Пол, стены и потолок прорывались вокруг меня, вокруг нее, насекомые изливались живым омутом, водоворотом. Они тучами слетали на нее, свою чахлую маленькую музу-королеву, цеплялись, чтобы рядами усесться ей на плечи, спину, волосы, словно птицы Хичкока. После чего откидывались назад, выставляли брюшки, на каких проблескивали письмена ублюдочного ангельского жаргона Говорули, и, трепеща в такт множеством своих крылышек разом, поднимали нечеловеческую бурю.

Сколько б ни было их числом, никак эти твари не могли бы поднять даже самого маленького человечка: этого попросту физика не позволила бы.
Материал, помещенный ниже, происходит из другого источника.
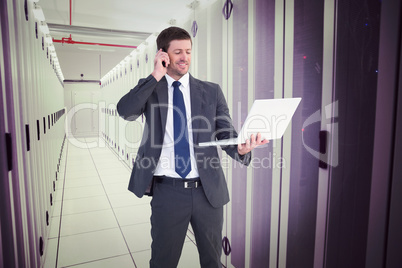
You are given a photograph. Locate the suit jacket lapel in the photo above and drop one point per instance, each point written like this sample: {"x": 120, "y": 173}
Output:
{"x": 196, "y": 96}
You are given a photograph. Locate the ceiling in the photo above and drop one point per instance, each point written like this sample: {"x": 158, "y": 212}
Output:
{"x": 116, "y": 22}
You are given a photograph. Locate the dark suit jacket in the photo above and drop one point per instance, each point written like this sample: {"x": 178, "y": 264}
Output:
{"x": 210, "y": 120}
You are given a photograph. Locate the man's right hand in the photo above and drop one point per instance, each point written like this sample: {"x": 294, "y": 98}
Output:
{"x": 159, "y": 69}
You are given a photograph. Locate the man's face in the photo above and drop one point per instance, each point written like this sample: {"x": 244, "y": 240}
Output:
{"x": 180, "y": 58}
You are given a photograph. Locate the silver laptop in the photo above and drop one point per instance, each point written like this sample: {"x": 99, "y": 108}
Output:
{"x": 270, "y": 117}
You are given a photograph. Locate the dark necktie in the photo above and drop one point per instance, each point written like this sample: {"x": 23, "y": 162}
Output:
{"x": 181, "y": 145}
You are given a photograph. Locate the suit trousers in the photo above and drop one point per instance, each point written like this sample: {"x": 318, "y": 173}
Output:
{"x": 173, "y": 208}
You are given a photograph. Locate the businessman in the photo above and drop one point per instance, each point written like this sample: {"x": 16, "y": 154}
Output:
{"x": 186, "y": 181}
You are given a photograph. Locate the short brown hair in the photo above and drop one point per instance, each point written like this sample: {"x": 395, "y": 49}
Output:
{"x": 169, "y": 34}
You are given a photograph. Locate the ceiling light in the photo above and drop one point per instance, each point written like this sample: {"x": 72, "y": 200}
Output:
{"x": 38, "y": 13}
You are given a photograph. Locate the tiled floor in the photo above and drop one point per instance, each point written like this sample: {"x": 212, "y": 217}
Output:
{"x": 96, "y": 221}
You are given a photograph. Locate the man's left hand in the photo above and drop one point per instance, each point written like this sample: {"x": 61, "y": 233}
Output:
{"x": 254, "y": 141}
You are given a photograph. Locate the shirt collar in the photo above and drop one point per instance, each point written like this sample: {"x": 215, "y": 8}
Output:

И все ж я знаю, что видела, как эта девочка поднимается в воздух, пусть и медленно: ножки болтаются, как у куклы, уходящей со сцены вверх. Помню, как, воспаряя, она глянула в мою сторону своими пустыми глазами и, когда взгляды наши встретились, помню, я своего отвести не могла.

Невозможно.

Губы ее шевелились – или так казалось: слова или символы? Был ли то шифр Эдварда Келли? Было ли ее произношение правильным?

«Уходи, – показалось мне, будто я услышала отчетливо внутри черепа. – Уходи сейчас и держись подальше. Не оглядывайся и не приходи обратно, никогда…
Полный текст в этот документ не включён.